When building the LALR Table Goldparser tells me:

"A Shift-Reduce Conflict was fixed 'private', 'protected', 'public' can follow a completed rule and also be shifted. The conflict was resolved by selecting the 'shift' action over the 'reduce'. Be careful, some parts grammar may not be accessible. It is recommended that you attempt to remove all conflicts."

But the fix it applies makes that the grammar does not work correctly. In the above example I get a syntax error at function Main() where it expects a 'private', 'protected' or 'public' although I declared them as optional.

The error disappears when I remove the <ModifierOpt> from either the <FuncDef> definition or from the <GlbAssignVar> definition.

I have no idea how to solve this. Please help!

1

1 Answers

1
votes

Remember that the parser generator is building an LALR(1) parser, which means that the parser needs to be able to decide while scanning the input left-to-right (LR) whether to reduce an already-completed production or to shift a token which might form part of a not-already-completed production, looking only at the next (1) tokens (which is the token which might be shifted).

So, let's suppose we can see only the first token, private. Now, there are a couple of possibilities:

  1. There is a non-empty GlobalList, and the first declaration in it is private.

  2. The GlobalList is empty but the first function declaration in the FuncList is private.

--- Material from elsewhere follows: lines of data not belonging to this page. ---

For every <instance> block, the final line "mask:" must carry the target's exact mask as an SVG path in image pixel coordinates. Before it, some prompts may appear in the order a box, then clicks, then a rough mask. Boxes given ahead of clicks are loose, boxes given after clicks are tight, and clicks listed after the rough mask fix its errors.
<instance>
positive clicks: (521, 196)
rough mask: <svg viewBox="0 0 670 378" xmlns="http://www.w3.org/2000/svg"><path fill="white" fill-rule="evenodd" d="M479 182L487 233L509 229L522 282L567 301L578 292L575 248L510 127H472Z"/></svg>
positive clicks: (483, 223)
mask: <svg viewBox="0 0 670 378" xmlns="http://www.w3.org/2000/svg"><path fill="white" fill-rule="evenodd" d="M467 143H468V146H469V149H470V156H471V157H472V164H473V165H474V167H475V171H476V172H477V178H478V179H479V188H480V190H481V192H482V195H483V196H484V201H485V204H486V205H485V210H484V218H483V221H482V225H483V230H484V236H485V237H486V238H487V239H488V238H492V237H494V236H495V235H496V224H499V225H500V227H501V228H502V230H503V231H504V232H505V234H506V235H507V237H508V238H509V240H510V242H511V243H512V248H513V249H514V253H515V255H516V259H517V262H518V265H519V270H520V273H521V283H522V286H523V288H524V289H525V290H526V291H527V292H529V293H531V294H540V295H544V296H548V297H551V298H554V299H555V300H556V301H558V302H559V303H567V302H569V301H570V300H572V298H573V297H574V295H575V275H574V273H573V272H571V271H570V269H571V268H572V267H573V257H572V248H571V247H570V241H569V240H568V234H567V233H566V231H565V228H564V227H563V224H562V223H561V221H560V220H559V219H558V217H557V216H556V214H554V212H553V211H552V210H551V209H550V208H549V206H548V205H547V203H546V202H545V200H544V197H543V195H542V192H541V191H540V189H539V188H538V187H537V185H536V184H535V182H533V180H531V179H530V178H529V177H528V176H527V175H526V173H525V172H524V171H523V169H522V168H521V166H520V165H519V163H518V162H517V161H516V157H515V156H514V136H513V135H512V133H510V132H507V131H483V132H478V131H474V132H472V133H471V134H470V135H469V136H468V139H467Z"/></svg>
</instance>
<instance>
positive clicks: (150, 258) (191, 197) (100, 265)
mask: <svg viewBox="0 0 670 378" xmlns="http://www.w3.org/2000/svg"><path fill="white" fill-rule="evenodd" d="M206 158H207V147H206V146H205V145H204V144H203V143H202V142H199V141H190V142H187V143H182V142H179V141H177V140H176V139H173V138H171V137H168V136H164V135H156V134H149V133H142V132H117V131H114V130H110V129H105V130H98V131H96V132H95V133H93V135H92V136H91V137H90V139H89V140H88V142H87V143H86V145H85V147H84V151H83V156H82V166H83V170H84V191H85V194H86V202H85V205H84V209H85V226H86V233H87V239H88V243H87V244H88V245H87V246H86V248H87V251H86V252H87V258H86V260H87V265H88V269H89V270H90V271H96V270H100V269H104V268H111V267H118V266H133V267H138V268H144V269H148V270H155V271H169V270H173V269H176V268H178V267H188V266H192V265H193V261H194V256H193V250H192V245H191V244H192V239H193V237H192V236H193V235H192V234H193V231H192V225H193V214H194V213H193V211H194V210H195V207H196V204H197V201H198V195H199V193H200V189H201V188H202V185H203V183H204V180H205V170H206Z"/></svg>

These correspond to the inputs:

private $a = null;

private function a() {}

But we can only see the token private.

The production we're working on is:

<Script>         ::=  <GlobalListOpt> <FuncListOpt>

So in the first case, we want to shift private, since it will form part of a GlbAssignVar which will start a GlobalList. In the second case, though, we need to reduce an empty GlobalListOpt before shifting the private, which will be part of a FuncDef. In short, we need to decide whether or not to reduce GlobalListOpt ::= <empty> while looking only at the token private. And we can't know.

If we could generate an LALR(2) grammar, there would be no problem, because the token following private will definitely tell us whether it's a private global or a private function. But since that's not an option with this tool, we need to avoid making the decision until we know.

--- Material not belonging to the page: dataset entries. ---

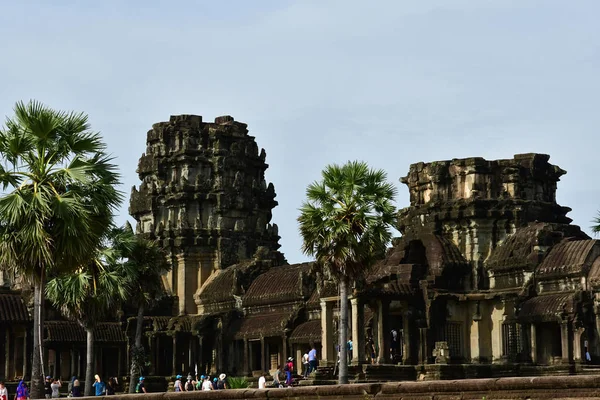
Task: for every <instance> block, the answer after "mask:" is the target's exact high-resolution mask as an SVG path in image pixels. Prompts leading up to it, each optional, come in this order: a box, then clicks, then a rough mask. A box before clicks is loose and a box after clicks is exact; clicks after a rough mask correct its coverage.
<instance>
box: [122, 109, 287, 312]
mask: <svg viewBox="0 0 600 400" xmlns="http://www.w3.org/2000/svg"><path fill="white" fill-rule="evenodd" d="M246 127H247V125H246V124H243V123H240V122H236V121H234V119H233V118H232V117H230V116H223V117H218V118H216V119H215V122H214V123H205V122H203V121H202V117H201V116H196V115H180V116H172V117H171V118H170V120H169V122H160V123H157V124H154V125H153V126H152V130H150V131H149V132H148V136H147V148H146V153H145V154H143V155H142V157H141V158H140V161H139V166H138V171H137V172H138V174H139V177H140V179H141V181H142V183H141V184H140V188H139V190H137V189H136V188H135V187H133V189H132V192H131V202H130V207H129V212H130V214H131V215H132V216H133V217H134V218H135V219H136V221H137V232H138V233H141V234H145V235H147V236H148V237H151V238H158V239H160V240H161V241H162V243H163V246H164V247H165V248H167V249H168V250H169V252H170V258H171V263H172V266H173V268H172V271H171V272H170V273H169V275H168V276H167V277H166V280H165V286H166V288H167V290H169V291H170V292H171V293H172V294H173V295H176V296H177V297H178V311H179V314H196V313H197V308H196V304H195V303H194V297H193V296H194V294H195V293H196V292H197V291H198V290H199V289H200V287H201V286H202V284H203V283H204V282H205V281H206V279H207V278H208V277H209V276H210V274H211V273H212V272H213V271H214V270H217V269H222V268H226V267H227V266H229V265H232V264H235V263H237V262H240V261H243V260H245V259H249V258H251V257H252V256H253V255H254V253H255V252H256V250H257V249H258V248H259V247H261V248H263V249H268V250H270V251H271V256H272V257H274V258H276V259H277V261H278V262H282V261H283V256H282V255H281V253H279V252H278V251H277V249H278V248H279V247H280V246H279V244H278V240H279V236H278V233H277V225H275V224H273V225H271V224H270V221H271V210H272V209H273V208H274V207H275V206H276V205H277V202H276V201H275V189H274V187H273V184H271V183H269V184H268V185H267V183H266V182H265V176H264V173H265V170H266V169H267V167H268V165H267V164H266V163H265V157H266V154H265V151H264V149H262V150H261V151H260V153H259V151H258V147H257V145H256V142H255V140H254V137H253V136H249V135H248V130H247V129H246Z"/></svg>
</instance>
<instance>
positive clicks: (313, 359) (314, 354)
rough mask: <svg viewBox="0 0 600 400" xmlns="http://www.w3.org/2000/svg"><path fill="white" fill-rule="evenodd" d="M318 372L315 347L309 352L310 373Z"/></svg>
mask: <svg viewBox="0 0 600 400" xmlns="http://www.w3.org/2000/svg"><path fill="white" fill-rule="evenodd" d="M316 370H317V349H315V346H313V347H312V349H311V350H310V351H309V352H308V373H309V374H310V373H311V372H313V371H316Z"/></svg>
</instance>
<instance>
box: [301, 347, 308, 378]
mask: <svg viewBox="0 0 600 400" xmlns="http://www.w3.org/2000/svg"><path fill="white" fill-rule="evenodd" d="M302 366H303V367H304V370H303V371H302V372H303V374H302V375H303V376H304V377H305V378H306V377H307V376H308V368H309V365H308V351H307V352H306V353H304V355H303V356H302Z"/></svg>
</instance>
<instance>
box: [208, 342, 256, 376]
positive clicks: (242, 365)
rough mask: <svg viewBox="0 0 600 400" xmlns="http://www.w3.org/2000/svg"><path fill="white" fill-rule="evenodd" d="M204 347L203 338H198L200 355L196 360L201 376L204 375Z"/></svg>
mask: <svg viewBox="0 0 600 400" xmlns="http://www.w3.org/2000/svg"><path fill="white" fill-rule="evenodd" d="M202 345H203V337H202V336H198V354H197V357H196V360H197V361H198V374H199V375H203V374H204V356H203V354H202V353H203V352H204V349H203V348H202ZM242 366H244V364H242Z"/></svg>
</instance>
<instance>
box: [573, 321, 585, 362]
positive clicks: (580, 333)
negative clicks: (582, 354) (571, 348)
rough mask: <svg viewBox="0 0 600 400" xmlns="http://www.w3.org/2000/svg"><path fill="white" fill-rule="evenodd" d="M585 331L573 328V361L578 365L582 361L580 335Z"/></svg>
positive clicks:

A simple solution is to get rid of GlobalListOpt and fold the optionality into the definition of Script:

<Script>         ::=  <GlobalList> <FuncListOpt>
                   |  <FuncListOpt>

This works because now the parser can always shift the private, even though it doesn't know which production will eventually be reduced. (That's the magic of LR parsing: the parser can keep several productions active at the same time; it doesn't need to commit to one or the other until the production is actually reduced.)

Of course, a simpler solution would be to just allow the user to interleave global definitions with functions:

<Script>         ::= 
                   | <Script> <FuncDef>
                   | <Script> <GlbAssignVar>

which gets rid of FuncList, FuncListOpt, GlobalList and GlobalListOpt, but possibly provides the user with what you consider to be too much flexibility.